何も、エイに限ったことではない。代々の祝は、そうして守られた。
少し離れ、両脇に犬。犬飼いも控えている。許しなく祝に近づけば、ガブッ。カプッ、ではない。ガブッ、と噛みつく。
このことは必ず、初めに伝える。知りません、聞いていません、は通らない。そもそも、祝に無体を働こうなど、許されない。
釜戸山の犬は、厳しく躾けられている。命じなくても、走る時は走り、噛みつく時は噛みつく。呻っても、無駄吠えしない。賢い犬だ。

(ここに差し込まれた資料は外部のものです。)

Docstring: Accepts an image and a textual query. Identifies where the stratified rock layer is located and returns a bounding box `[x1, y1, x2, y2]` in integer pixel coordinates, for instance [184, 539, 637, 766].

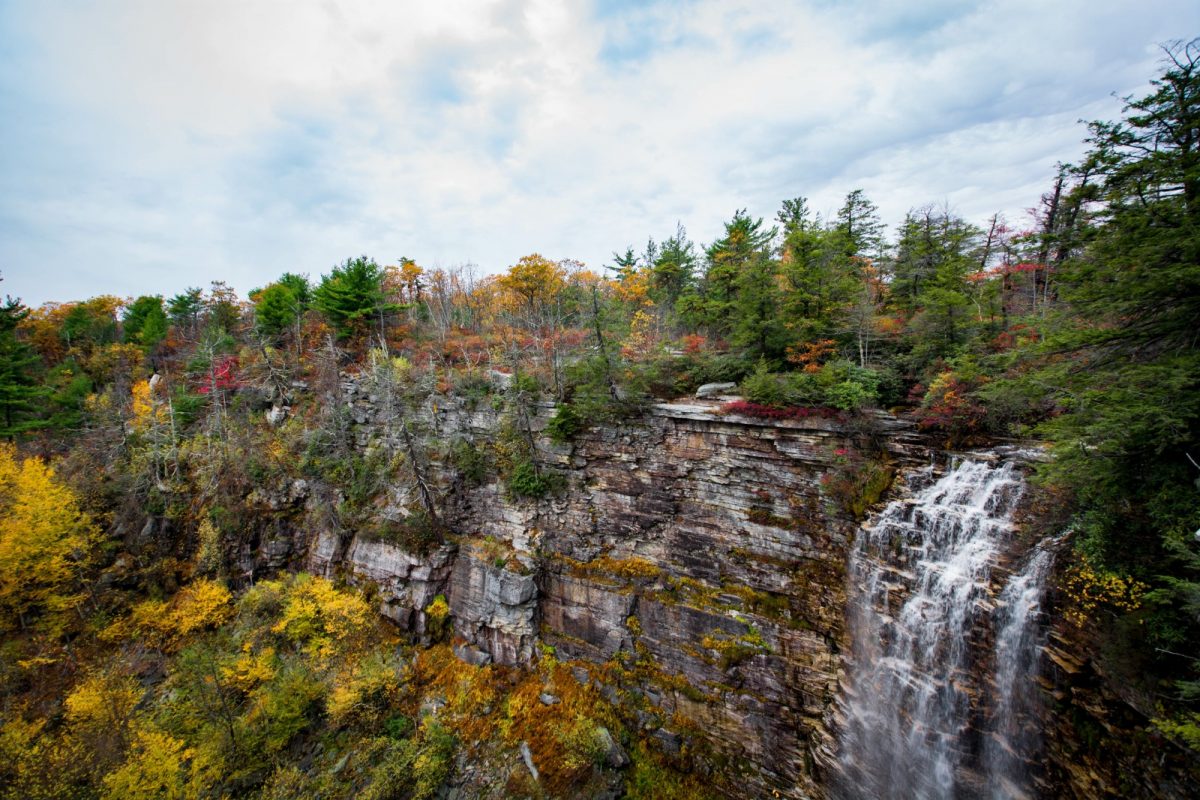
[218, 380, 1194, 798]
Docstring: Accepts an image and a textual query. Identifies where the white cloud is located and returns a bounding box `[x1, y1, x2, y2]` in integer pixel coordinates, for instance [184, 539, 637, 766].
[0, 0, 1200, 302]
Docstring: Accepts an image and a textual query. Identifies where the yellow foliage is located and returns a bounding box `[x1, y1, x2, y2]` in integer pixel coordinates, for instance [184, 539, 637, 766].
[65, 672, 142, 736]
[271, 575, 376, 658]
[505, 663, 619, 796]
[196, 515, 221, 575]
[1063, 554, 1148, 626]
[130, 380, 168, 432]
[0, 444, 100, 632]
[497, 253, 566, 311]
[103, 729, 192, 800]
[111, 579, 234, 650]
[325, 654, 400, 726]
[221, 642, 278, 692]
[425, 595, 450, 625]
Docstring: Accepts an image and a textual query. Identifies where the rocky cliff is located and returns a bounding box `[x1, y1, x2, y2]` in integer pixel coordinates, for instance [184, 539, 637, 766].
[223, 380, 1190, 798]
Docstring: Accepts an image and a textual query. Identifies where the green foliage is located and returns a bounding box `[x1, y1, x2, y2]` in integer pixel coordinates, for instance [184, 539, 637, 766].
[450, 438, 493, 486]
[742, 360, 880, 411]
[251, 283, 304, 336]
[121, 295, 167, 350]
[0, 297, 47, 439]
[167, 287, 204, 333]
[313, 255, 394, 338]
[504, 458, 564, 500]
[546, 403, 583, 444]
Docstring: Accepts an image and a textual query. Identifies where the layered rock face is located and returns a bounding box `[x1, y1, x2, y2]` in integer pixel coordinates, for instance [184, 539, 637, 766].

村では尾を振り、懐いている。が、社に入れば人が、いや、犬が変わる。
「あ、あの。」
声を荒げる事なく、豊田の長は続ける。
「で、ですね。村の者だけでは、とても、とても。」
・・・・・・。
「や、山狩りと、人を。」
「続けよ。」
「できることなら、狩り人を譲って頂き・・・・・・。」
「断る。」
ピシャッと言い切った。
「なぜです!」
ウゥゥ。犬が呻る。
「ヒッ。」
甘噛みはない。そんな目だ。
「狩り人。人! 物ではない。それを、譲れ?」
静かに、低い声で。
「そ、そのような。」
「そのような。」
小さくなった。それでも続ける。
「の、後添えです。わ、私の。」
えぇ、そこぉ?
「子は守るもの。長が守らず、どうする。」
そう、まだ十一。子ですよ、子。
「ま、守りますとも。」
へぇ。
「子を後添えに。で、守ると。」
五つの幼子に言わせるか?
「もう、娘です。子ではありません。」
「十一は子だ。十二ではない。」
そう、そうだ。
「ま、まず、見習いとして。いろいろと教え込みます。そう、いろいろと。」
おいおい、何を言い出す。
「教え込む、とは。何を、いつから、どのように。」
「ハッ、それはですね。迎えた夜に。」
裁きの時は、ナガ、サカ、ササの、誰か。一人、側につく。なのに、今。
何かを感じたのだろう。三人、揃っている。凄まじい怒りがビシバシ伝わり、犬が呻る。
「ヒッ。」
再び、小さくなった。
「つまり、十一の子を、押し倒すと。」
父、伯母、従兄、ビックリ。そりゃぁ、驚きますよね。
「それが、どうして、守ることになる。」
なりません。
「何も、弄ぶわけでは。後添えです。だから。」
だから?
「許される、と。そう考えるのだな。」
「はい、その通りです。お許し頂けますね。」
「許さぬ。」
バッサリ。そして頷く、保護者たち。
「その子から、助けを求められた。釜戸社の、祝として命じる。引け。村へ戻り、追手を引かせよ。」
「助け? あ、あの娘は、ここに。」
答える気なんて、さらさらない。
「谷河の狩り人、ここへ。」
「はい。」
控えていた狩り人が、ササッと近づき、一礼。